Then along came Saban. Lured back to college from a miserable stint with the Miami Dolphins, days after publicly declaring he would not be Alabama’s coach. He brought back the dominance older fans thought they had lost forever when Bryant retired. And then he surpassed it. And so, when Saban decided to step away, Janice and Allen’s immediate feeling was gratitude. “I admire him,” Janice says, “for deciding it’s time. He’s earned the right to make that decision. It’s time for him to get to have a life, too.”
Retirement suits him. At least, that’s how it seems back in Dallas, in the small meeting room where Saban is addressing reporters. His smile is bright, his skin bronze. When he’s answering questions, his rougher edges seem to have been sanded down a little. It’s easy to see why so many people who are connected to the sport—Alabama fans or not—want him back. Why so many people feel that college football isn’t really college football without him.

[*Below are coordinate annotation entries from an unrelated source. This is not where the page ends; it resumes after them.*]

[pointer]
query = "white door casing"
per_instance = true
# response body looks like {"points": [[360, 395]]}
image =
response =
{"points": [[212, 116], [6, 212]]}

Hence the question: Would you consider being commissioner? Saban grins at it, at the notion that anyone curious would ask him without first consulting Miss Terry. College football long orbited around Saban, but now Saban’s life orbits around other priorities, including a simpler set of tasks. “I go to play golf at 7:30,” he says. “I can’t get to the ninth hole without getting a text of, ‘This is what I want you to do. … All the chores you have.’”

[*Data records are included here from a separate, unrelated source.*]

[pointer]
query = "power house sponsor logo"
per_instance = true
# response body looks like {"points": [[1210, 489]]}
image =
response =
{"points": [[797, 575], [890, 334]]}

He stops, looks around the room, and shakes his head. “I mean, at least let me finish my round. It’s not like it’s gonna get done any faster. Right?”
And then he stands to move on to the next room, where he’ll be surrounded by a different throng of people, many of them powerless against the impulse to follow him, some a little bereft. Nick Saban is here, physically, but the feelings of familiarity he once inspired are gone. A new season is dawning, and those in Alabama and far beyond will have to figure out what comes next in college football without the man who long bent the sport to his will.